Chip design specialist ARM Holdings (ARMH) has been a regular outperformer on the Street, having recorded solid revenue growth for five straight years. The company's recently reported third-quarter results did not deviate from this trend.

ARM Holdings, whose chips power smartphones and tablets made by market leaders Apple and Samsung, among a host of others, reported a 27% rise in third-quarter revenue at $286.7 million, exceeding analyst expectations by a wide margin. The company's estimate-beating pre-tax profit rose even further by as much as 36% to $149.6 million. Yet, the stellar performance failed to enthuse investors, and the stock price fell by a substantial 7.5%. The reason seemed to be centered on ARM's revenue generation model.

What actually happened?
ARM Holdings does not manufacture chips by itself. It simply licenses its chip designs to companies such as Qualcomm (QCOM 0.73%) and NVIDIA for manufacturing. This means ARM makes its money from chip design licensing fees that its customers pay upfront. Additionally, ARM also extracts a royalty fee for every chip shipped by its customers that uses the licensed technology.

It's this latter aspect that's making some investors a bit jittery, as ARM's royalty revenue for the quarter did not match analyst expectations, thanks to a "small inventory correction" acknowledged by management. This leads to the big question: Will this inventory re-adjustment get bigger with time, given the perceived notion of slowing smartphone sales?

Ready for the future
For starters, it would be incorrect to say that smartphone sales are entirely slowing down, as it's actually the premium smartphone category that seems to be experiencing declining sales figures in developed markets. The mid-range smartphone category, on the other hand, seems to be doing very well, particularly in emerging nations like China and India that have a majority of cost-conscious consumers. After all, for every Samsung Galaxy S4 or Apple iPhone 5s, there's also the Galaxy S4 Mini and the iPhone 5c for those who cannot afford the premium segment. This rebalancing of the smartphone categories seems to be the main reason for lower royalties from ARM's high-end chips.

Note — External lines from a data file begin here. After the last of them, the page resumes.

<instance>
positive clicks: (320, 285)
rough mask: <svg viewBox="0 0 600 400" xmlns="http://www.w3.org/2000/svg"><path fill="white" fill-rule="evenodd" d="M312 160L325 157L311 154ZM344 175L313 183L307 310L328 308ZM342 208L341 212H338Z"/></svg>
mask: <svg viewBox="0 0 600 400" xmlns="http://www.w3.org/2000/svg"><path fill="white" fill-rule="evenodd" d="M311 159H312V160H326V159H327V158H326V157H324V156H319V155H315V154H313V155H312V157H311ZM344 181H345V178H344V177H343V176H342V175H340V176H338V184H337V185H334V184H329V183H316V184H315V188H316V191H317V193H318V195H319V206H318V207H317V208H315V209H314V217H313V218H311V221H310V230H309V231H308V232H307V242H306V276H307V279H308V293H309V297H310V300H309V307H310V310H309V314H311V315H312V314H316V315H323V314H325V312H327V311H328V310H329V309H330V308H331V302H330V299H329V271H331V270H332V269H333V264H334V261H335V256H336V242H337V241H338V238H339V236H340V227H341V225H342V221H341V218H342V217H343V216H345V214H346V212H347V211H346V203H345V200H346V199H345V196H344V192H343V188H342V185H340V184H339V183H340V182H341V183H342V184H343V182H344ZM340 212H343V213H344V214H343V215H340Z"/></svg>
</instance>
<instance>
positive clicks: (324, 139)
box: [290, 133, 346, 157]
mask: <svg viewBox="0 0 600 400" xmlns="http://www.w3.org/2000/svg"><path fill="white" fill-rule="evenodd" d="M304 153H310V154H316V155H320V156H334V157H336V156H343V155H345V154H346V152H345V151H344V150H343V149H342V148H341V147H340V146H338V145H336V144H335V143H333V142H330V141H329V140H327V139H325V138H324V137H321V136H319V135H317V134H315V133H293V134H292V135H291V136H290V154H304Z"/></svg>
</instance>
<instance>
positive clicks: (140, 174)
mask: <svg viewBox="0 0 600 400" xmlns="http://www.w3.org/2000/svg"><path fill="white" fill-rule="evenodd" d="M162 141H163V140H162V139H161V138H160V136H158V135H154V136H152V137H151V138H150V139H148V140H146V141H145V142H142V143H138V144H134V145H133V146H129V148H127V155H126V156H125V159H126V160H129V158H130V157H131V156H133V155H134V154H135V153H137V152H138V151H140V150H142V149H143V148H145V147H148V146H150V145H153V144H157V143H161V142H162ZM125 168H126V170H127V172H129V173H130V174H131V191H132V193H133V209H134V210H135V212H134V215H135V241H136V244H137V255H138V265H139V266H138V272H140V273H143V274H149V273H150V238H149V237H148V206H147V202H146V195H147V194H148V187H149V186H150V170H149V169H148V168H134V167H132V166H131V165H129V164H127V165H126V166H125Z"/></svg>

However, investors should keep in mind that ARM is actually well-prepared to change gears and cater to the mid-range chip category if the situation so demands. In fact, the company has already predicted that the real future action will be in the mid-range smartphone segment, and its Cortex-A12 processor is specifically designed for this purpose. Although low-end chips generate lower profit margins, the sheer volume of sales should make up for that shortfall.

The other piece of good news
On the other hand, ARM's chip licensing revenue posted a whopping 52% increase YoY, helped by a record number of licenses signed during the quarter. Out of the 24 companies that signed processor licenses with ARM during the third quarter, 11 were doing so for the first time, which will equate to incremental revenue addition.

The good part is that some of the licenses signed include those that apply to the company's newest chip designs, ones that typically require higher royalties. With ARM declaring royalty revenue as arrears during the next quarter, the benefits will only become apparent when the company reports its earnings for the current quarter.

Anything else?
The company is a leading designer of chips enabled for next-generation LTE technology. ARM's designs for LTE-enabled chips are perceived as generations ahead of market rival Intel (INTC -0.38%) and are preferred by the majority of the world's mobile device manufacturers. Intel, on the other hand, has less than 1% share of the overall smartphone processor market, according to research firm Strategy Analytics.

Intel is also facing stiff competition from fellow chip manufacturer, Qualcomm, one of ARM's biggest customers. Qualcomm is the undisputed leader of the global smartphone chip market with 53% revenue share, as per Strategy Analytics. Manufacture of LTE-enabled baseband chips comprises Qualcomm's core area of strength, and the company enjoys near-total market domination with approximately 97% share of global LTE-based revenue.

Foolish parting thoughts
As smart investors have probably realized by now, the party is far from over for ARM Holdings. This is a company with huge possibilities, as it licenses its chip designs to other companies, some of which have already ventured into emerging areas like fingerprint recognition and wearable computing.

ARM also has a strong presence in the area of embedded processing, where its business grew as much as 25% in 2012. The company's chips are widely used in applications as diverse as automobile technology and home electronic appliances. This is certainly not the time to let go of ARM Holdings, and investors would do well to keep a watch on the company's future course of action over the next few quarters.